Module 2 Organisational theories
It has been so interesting reading about organizational theory and the management of schools. As I read through all of the different types of leadership theory, I recognized traits that my Principal possesses, my Heads of Faculty and even myself in my current role.
Each leadership theory promotes its own style and how it benefits the leaders and ‘followers’ of organisations. When we think of schools, particularly in the last decade or so, there has been a need for great flexibility in how schools are run. Whilst there is no one single theory that benefits a school, I think common practice is to see schools operate under a blend of leadership styles.
If early theorists maintain that organisations are ‘machines’, in that its operation is dependent on routine, reliability and fixability; and these organisational structures are formalised and governed by a central authority, dependent on the standardisation of work processes, then historically, schools fit under this definition. Schools are governed by policy and procedure, detailed in National Curriculum documents and relevant syllabi. Standardised testing is present across year levels, and there is an element of routine and reliability to schooling and its structures. Routines are dictated by bells, subjects, age groups and the standardisation of testing. But this model of education is modelled on the interests of industrialism.

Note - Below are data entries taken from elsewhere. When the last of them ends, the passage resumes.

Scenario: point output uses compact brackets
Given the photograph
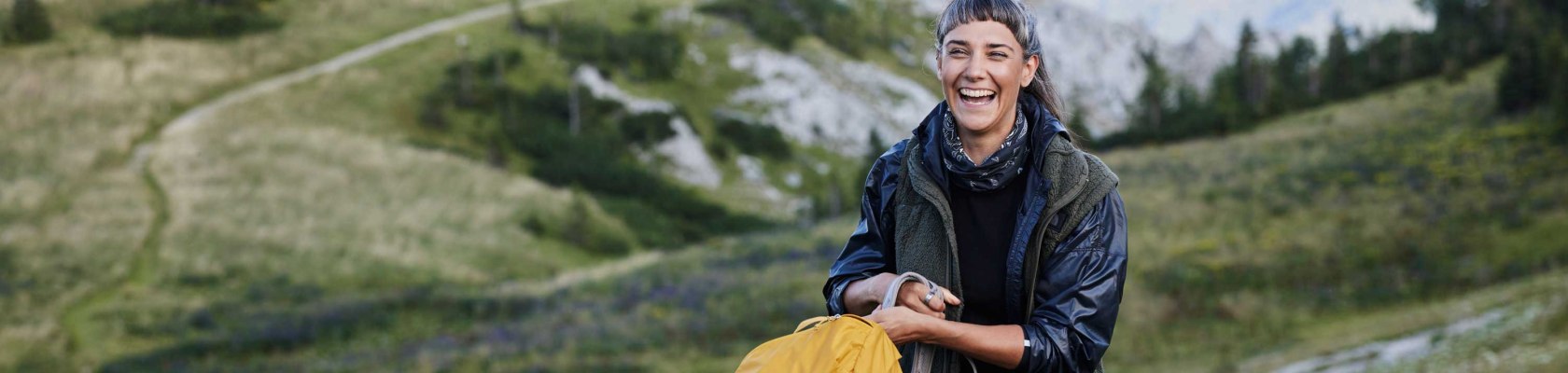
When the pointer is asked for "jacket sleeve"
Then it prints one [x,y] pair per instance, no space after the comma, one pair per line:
[869,250]
[1078,294]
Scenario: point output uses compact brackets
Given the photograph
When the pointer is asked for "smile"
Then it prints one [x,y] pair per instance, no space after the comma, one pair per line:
[975,96]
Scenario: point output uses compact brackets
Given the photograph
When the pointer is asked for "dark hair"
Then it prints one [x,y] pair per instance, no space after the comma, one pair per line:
[1021,22]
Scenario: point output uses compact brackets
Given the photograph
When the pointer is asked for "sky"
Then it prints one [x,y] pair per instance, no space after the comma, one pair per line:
[1176,20]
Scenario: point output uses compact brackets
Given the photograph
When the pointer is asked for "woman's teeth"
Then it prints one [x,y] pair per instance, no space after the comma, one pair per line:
[975,96]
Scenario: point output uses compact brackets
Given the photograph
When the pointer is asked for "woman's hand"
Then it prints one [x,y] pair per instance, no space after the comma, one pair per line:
[905,325]
[862,297]
[913,295]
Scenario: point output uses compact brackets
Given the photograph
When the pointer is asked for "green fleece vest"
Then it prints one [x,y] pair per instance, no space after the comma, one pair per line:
[924,240]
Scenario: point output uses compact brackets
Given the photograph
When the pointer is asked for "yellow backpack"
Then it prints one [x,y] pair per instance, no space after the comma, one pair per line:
[841,343]
[827,343]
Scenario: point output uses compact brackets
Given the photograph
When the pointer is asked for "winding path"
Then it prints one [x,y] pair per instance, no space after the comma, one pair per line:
[76,315]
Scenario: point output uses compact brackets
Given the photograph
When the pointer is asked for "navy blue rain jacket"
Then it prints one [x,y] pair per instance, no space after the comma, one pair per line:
[1078,287]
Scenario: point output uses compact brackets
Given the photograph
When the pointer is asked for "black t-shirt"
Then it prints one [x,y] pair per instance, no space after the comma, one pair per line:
[984,223]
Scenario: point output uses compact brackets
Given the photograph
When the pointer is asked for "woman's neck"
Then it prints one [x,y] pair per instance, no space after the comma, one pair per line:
[982,145]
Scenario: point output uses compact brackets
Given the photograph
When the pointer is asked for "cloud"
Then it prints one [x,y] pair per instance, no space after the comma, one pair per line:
[1176,20]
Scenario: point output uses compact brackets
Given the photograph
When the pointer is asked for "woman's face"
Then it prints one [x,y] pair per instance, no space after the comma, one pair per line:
[982,71]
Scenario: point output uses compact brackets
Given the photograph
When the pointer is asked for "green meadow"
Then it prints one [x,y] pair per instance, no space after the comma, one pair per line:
[329,226]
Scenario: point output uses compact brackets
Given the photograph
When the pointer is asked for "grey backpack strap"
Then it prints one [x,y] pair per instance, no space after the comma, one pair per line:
[922,352]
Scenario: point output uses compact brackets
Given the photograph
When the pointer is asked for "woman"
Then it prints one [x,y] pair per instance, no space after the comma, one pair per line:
[988,198]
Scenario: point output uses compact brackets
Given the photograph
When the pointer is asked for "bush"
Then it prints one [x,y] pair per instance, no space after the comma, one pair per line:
[597,159]
[753,138]
[850,27]
[645,52]
[29,24]
[191,20]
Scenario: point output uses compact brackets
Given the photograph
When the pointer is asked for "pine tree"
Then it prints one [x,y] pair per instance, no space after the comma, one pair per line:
[29,22]
[1337,69]
[1293,76]
[1150,108]
[1249,80]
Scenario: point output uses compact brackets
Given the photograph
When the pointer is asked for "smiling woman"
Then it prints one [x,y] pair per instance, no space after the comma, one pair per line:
[1021,230]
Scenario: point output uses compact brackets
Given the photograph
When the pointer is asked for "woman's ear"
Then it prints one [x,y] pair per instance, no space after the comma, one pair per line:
[1030,66]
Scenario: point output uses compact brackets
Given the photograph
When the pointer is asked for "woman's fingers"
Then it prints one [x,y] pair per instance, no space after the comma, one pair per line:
[901,324]
[950,298]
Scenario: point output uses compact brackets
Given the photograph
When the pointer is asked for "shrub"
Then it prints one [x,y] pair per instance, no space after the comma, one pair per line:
[29,24]
[753,138]
[191,20]
[645,52]
[597,159]
[850,27]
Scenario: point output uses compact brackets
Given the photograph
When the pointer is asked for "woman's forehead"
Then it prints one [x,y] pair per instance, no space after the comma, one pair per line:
[980,34]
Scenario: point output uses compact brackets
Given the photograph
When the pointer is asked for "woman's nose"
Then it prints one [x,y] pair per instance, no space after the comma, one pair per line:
[973,73]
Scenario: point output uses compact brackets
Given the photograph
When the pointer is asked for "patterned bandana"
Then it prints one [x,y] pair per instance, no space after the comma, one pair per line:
[996,170]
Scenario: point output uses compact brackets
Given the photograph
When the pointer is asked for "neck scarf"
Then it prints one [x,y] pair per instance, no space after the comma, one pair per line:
[996,170]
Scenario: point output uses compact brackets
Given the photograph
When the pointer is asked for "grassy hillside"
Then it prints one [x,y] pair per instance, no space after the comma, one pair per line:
[328,228]
[74,211]
[315,195]
[1187,308]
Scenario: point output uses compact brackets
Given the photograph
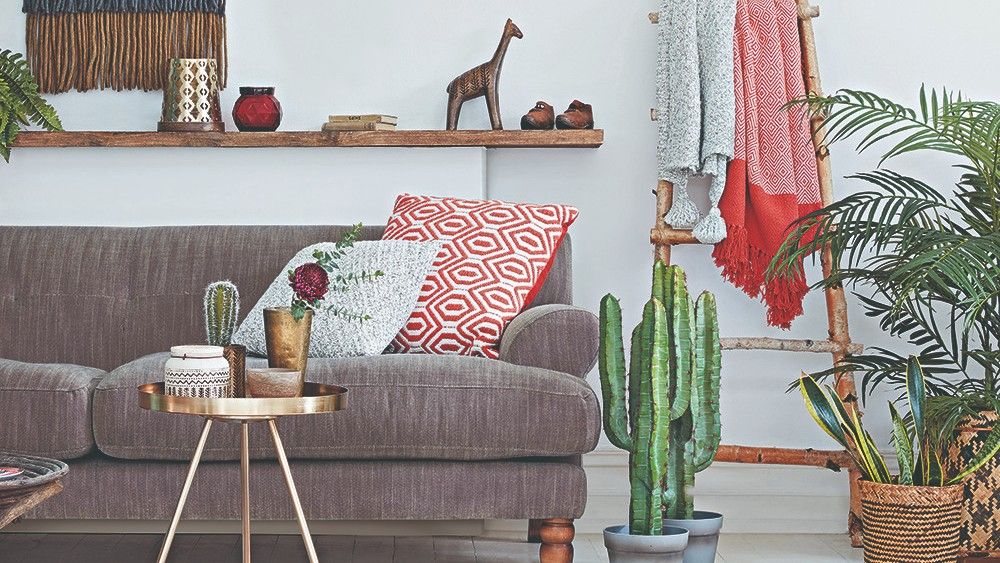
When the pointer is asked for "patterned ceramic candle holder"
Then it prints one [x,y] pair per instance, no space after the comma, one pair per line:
[191,97]
[197,371]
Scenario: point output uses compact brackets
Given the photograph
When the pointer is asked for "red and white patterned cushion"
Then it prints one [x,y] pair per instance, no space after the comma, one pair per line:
[495,259]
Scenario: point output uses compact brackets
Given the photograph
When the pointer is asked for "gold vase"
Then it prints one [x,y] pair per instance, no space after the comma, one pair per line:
[287,339]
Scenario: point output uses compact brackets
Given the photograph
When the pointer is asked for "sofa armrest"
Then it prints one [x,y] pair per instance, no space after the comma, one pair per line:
[556,337]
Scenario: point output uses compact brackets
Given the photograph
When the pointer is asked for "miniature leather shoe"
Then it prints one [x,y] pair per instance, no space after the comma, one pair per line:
[542,116]
[578,116]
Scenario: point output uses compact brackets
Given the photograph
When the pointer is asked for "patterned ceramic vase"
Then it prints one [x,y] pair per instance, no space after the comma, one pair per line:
[191,97]
[197,371]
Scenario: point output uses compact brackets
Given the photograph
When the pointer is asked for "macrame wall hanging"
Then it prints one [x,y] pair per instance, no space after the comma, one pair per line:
[120,44]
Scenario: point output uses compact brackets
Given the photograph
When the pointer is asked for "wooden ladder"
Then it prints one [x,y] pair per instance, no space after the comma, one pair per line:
[838,343]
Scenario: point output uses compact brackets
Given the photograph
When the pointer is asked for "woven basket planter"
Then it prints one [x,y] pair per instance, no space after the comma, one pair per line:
[980,531]
[911,524]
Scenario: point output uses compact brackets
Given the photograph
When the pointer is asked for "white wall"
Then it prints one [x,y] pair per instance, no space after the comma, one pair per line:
[397,57]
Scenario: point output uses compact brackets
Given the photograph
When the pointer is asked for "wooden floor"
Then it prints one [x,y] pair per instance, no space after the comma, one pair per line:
[133,548]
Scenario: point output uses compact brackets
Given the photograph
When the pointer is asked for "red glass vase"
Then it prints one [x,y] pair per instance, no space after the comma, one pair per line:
[257,109]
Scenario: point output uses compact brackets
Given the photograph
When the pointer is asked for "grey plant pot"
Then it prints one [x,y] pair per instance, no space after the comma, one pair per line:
[626,548]
[703,541]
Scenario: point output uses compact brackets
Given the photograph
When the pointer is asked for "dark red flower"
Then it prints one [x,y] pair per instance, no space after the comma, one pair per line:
[310,282]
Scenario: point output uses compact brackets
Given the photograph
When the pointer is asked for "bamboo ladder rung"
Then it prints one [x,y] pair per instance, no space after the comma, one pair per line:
[805,13]
[789,345]
[671,236]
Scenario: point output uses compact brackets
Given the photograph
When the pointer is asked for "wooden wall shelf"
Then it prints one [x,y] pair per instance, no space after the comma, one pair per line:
[487,139]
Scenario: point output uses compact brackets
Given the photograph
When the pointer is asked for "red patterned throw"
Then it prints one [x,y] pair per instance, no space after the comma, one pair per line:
[772,178]
[495,259]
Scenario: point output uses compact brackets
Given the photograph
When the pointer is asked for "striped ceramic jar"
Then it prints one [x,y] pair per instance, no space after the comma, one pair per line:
[196,371]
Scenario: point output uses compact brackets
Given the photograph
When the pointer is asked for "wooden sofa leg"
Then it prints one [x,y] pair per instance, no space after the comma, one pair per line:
[535,530]
[557,540]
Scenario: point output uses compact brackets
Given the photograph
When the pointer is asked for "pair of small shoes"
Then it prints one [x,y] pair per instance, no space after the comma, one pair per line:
[578,116]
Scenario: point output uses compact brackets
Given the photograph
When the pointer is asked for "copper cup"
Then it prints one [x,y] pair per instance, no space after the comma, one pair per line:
[287,339]
[273,383]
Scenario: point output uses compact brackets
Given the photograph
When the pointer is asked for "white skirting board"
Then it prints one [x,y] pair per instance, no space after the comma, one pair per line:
[755,499]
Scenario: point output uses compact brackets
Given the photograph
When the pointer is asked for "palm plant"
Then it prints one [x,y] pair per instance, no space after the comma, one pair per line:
[20,103]
[918,451]
[927,256]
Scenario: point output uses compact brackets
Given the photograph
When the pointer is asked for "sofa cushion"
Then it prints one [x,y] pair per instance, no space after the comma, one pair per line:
[45,409]
[409,406]
[495,259]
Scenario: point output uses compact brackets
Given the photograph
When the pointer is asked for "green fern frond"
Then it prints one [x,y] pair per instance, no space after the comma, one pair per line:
[20,102]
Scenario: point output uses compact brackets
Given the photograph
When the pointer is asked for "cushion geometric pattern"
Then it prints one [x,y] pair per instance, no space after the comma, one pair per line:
[495,259]
[388,299]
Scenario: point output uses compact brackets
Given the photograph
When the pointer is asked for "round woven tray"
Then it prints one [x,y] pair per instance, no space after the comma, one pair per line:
[37,471]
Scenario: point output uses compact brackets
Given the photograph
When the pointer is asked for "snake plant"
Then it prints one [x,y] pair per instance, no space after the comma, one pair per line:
[917,449]
[923,257]
[20,103]
[665,410]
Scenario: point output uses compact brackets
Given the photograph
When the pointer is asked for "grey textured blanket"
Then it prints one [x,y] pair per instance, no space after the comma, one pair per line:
[695,105]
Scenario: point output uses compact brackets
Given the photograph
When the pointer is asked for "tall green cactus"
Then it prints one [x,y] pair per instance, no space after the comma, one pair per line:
[669,421]
[222,307]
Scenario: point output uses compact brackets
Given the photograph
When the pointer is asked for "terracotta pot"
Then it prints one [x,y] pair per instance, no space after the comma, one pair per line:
[911,524]
[980,532]
[287,339]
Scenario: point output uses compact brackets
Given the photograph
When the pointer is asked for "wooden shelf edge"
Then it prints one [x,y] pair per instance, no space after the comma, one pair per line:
[406,138]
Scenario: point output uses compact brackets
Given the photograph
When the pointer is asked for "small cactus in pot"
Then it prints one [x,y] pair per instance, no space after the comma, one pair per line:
[222,309]
[664,409]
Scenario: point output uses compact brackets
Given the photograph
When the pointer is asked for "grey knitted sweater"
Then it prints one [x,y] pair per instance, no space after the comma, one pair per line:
[695,105]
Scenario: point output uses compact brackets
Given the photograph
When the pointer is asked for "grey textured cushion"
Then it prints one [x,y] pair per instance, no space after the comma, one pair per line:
[556,337]
[388,300]
[103,488]
[45,409]
[407,406]
[114,294]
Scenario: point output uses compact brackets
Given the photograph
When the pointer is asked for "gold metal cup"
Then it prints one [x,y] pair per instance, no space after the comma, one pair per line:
[267,383]
[287,339]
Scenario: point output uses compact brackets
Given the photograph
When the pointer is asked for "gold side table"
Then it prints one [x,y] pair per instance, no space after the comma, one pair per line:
[316,398]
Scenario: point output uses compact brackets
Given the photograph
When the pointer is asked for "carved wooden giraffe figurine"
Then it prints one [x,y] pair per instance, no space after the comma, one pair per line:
[481,81]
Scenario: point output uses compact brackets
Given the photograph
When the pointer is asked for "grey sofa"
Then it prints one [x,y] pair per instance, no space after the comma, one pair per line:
[86,313]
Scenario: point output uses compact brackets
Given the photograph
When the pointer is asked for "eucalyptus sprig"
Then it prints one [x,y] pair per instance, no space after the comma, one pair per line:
[312,281]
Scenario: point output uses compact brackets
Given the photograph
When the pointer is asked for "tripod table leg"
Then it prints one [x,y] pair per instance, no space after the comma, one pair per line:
[299,515]
[245,483]
[165,549]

Whilst we can neatly assign schools to this ‘machine’ label, what we are forgetting is that schools are about teaching and learning; they are fundamentally about people. Schools are central to learning and thus, their focus should be on optimal pedagogical practices that place students and learning at the fore. Schools that have a strong and deep culture of teaching and learning, see an increase in academic engagement and outcomes. Schools promote and embrace learning and need to consider the needs of the learning community. At a time where school aged children are living in the one of the most stimulating periods of history, we too need to reconsider this ‘machine’ and how its run. Whilst schools may be governed by external influences, we must not forget, that unlike machines, schools are about the people and community who reside within them.